We would do well to note Paul’s statement in vv 2-9 (v 1 belongs in chapter 6).
First, he defends his integrity in dealing with the brethren, “We have wronged no one; we have corrupted no one; we have cheated no one.”
Second, Paul reaffirms his love for the brethren as he did at the close of 1 Corinthians, “you are in our hearts, to die together and to live together.”
Third, Paul explains the extenuating circumstances surrounding the time of his writing, “our bodies had no rest, but we were troubled on every side. Outside were conflicts; inside were fears.”
Finally, Paul expresses regret at the harshness he now perceives in the earlier letter, “I did regret it, for I perceived that the same epistle made you sorry, but only for a while.”
So, what were the fruits of this letter? Not only that they were made sorry, but that their sorrow produced repentance. Paul said this kind of sorrow is godly, “For godly sorrow produces repentance.”

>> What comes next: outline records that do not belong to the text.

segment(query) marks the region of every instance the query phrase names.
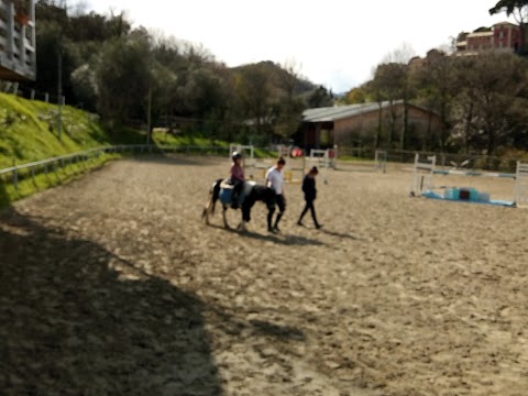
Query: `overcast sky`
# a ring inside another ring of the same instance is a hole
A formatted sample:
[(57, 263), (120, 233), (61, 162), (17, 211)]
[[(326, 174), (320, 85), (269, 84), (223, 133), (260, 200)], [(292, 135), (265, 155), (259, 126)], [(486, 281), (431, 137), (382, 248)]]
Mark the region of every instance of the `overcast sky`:
[(338, 94), (371, 79), (374, 67), (405, 44), (424, 56), (461, 31), (508, 21), (490, 15), (497, 0), (85, 2), (88, 10), (125, 11), (133, 25), (201, 44), (228, 66), (295, 64), (304, 77)]

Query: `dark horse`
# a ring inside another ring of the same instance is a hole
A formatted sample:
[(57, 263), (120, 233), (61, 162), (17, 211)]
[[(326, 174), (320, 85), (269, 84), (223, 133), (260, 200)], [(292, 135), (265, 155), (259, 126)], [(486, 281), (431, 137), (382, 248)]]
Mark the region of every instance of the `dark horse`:
[[(204, 208), (204, 212), (201, 215), (201, 218), (206, 221), (207, 224), (209, 224), (209, 216), (212, 216), (215, 213), (215, 208), (217, 206), (217, 201), (221, 198), (221, 190), (222, 188), (232, 188), (229, 185), (223, 184), (223, 179), (217, 179), (211, 186), (211, 189), (209, 191), (209, 202), (207, 206)], [(275, 210), (275, 194), (274, 191), (263, 185), (258, 185), (254, 182), (246, 182), (243, 194), (241, 196), (242, 198), (242, 221), (238, 226), (238, 230), (240, 231), (245, 231), (245, 223), (248, 223), (251, 220), (251, 208), (255, 205), (256, 201), (262, 201), (266, 204), (268, 212), (272, 212)], [(223, 217), (223, 227), (229, 228), (228, 224), (228, 219), (226, 218), (226, 211), (230, 207), (230, 199), (222, 200), (220, 199), (223, 211), (222, 211), (222, 217)]]

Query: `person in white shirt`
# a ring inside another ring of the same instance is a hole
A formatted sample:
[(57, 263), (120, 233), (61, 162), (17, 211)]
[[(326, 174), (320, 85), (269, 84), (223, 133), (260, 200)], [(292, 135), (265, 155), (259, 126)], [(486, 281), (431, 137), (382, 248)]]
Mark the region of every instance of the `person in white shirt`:
[[(280, 157), (277, 161), (277, 165), (272, 166), (266, 172), (266, 185), (275, 191), (275, 202), (273, 204), (273, 209), (267, 213), (267, 231), (277, 233), (280, 232), (278, 229), (278, 222), (286, 210), (286, 197), (284, 195), (284, 174), (283, 168), (286, 165), (286, 161)], [(278, 207), (278, 213), (275, 219), (275, 223), (272, 227), (273, 213), (275, 212), (275, 205)]]

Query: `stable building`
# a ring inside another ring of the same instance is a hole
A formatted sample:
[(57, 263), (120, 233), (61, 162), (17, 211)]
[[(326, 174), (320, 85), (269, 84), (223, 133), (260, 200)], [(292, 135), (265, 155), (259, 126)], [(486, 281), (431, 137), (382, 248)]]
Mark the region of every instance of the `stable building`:
[(370, 102), (305, 110), (296, 142), (305, 148), (397, 147), (404, 133), (406, 148), (422, 150), (440, 130), (440, 117), (433, 111), (404, 106), (403, 100)]

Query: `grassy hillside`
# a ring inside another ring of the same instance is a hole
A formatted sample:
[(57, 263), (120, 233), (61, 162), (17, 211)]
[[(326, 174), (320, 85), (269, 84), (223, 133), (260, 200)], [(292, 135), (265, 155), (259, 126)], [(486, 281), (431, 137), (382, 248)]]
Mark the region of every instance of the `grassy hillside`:
[[(145, 141), (144, 135), (138, 131), (119, 130), (110, 134), (97, 114), (69, 106), (63, 107), (62, 120), (59, 133), (56, 105), (0, 94), (0, 169), (109, 144)], [(0, 207), (63, 184), (87, 168), (98, 167), (116, 155), (105, 155), (90, 160), (89, 163), (68, 164), (53, 173), (36, 176), (31, 175), (30, 170), (21, 172), (16, 189), (12, 174), (0, 176)]]
[(98, 117), (63, 107), (0, 94), (0, 168), (109, 144)]
[[(58, 108), (42, 101), (32, 101), (13, 95), (0, 94), (0, 169), (22, 165), (64, 154), (112, 144), (144, 144), (146, 136), (136, 130), (105, 128), (96, 114), (65, 106), (62, 109), (63, 128), (57, 130)], [(111, 131), (111, 132), (109, 132)], [(173, 136), (154, 133), (153, 143), (158, 146), (186, 146), (186, 153), (227, 155), (229, 143), (195, 136)], [(205, 147), (218, 147), (207, 148)], [(255, 151), (257, 157), (270, 153)], [(33, 174), (31, 169), (16, 174), (16, 188), (12, 173), (0, 175), (0, 208), (45, 188), (61, 185), (78, 177), (87, 169), (101, 166), (120, 157), (106, 154), (87, 162), (65, 162), (51, 165), (45, 172)], [(64, 166), (64, 167), (63, 167)]]

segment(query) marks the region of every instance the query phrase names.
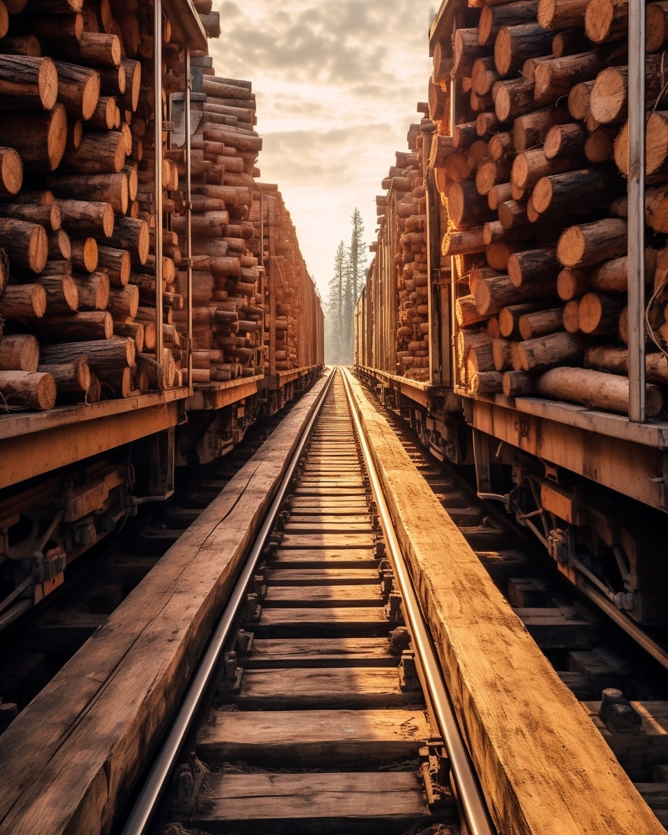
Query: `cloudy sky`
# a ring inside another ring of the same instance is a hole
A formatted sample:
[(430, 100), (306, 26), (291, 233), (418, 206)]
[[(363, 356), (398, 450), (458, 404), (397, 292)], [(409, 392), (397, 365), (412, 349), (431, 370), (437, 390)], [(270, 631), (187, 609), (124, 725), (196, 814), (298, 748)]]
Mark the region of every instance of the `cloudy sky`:
[(376, 237), (376, 195), (407, 150), (431, 73), (428, 0), (214, 0), (216, 73), (253, 83), (261, 180), (277, 183), (323, 298), (357, 207)]

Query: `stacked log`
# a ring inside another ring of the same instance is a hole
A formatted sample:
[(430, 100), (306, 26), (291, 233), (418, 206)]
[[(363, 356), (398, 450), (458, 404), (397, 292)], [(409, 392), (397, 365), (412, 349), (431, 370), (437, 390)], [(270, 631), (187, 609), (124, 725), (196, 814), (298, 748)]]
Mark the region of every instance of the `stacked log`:
[(261, 188), (267, 208), (264, 244), (269, 301), (263, 356), (268, 373), (275, 375), (309, 364), (305, 314), (311, 278), (281, 192), (272, 185)]
[[(6, 333), (36, 340), (38, 365), (13, 368), (5, 359), (3, 371), (48, 374), (58, 402), (178, 383), (171, 353), (150, 357), (159, 369), (152, 375), (135, 362), (154, 346), (153, 165), (156, 136), (165, 139), (166, 114), (153, 106), (153, 9), (68, 0), (39, 15), (22, 2), (10, 12), (0, 42), (0, 246), (8, 261), (0, 316)], [(163, 40), (166, 78), (181, 44), (168, 23)], [(164, 169), (166, 217), (183, 200), (172, 197), (175, 166)], [(174, 281), (175, 255), (164, 281)], [(165, 293), (167, 317), (175, 296)], [(99, 360), (103, 342), (111, 360)], [(0, 383), (8, 407), (50, 407), (41, 378), (26, 378), (32, 399), (11, 387)]]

And what is the fruit of repentance? Repentance leads to salvation and no regrets. How is this so?
Because it produces a diligence to be clear of any matter or particle of sin.
Because it produces an indignation against sin so as to vehemently desire and have a zeal to separate one from sin.
Because said desire and zeal will not rest until a matter is clear is every respect.
The word rendered repentance means to “think differently afterward.” It means we live according to a higher standard because we earnestly believe that our former conduct is in contradiction to the teaching of God’s word. It’s not just sorrow for sin. It’s a change of thinking leading to a change or life.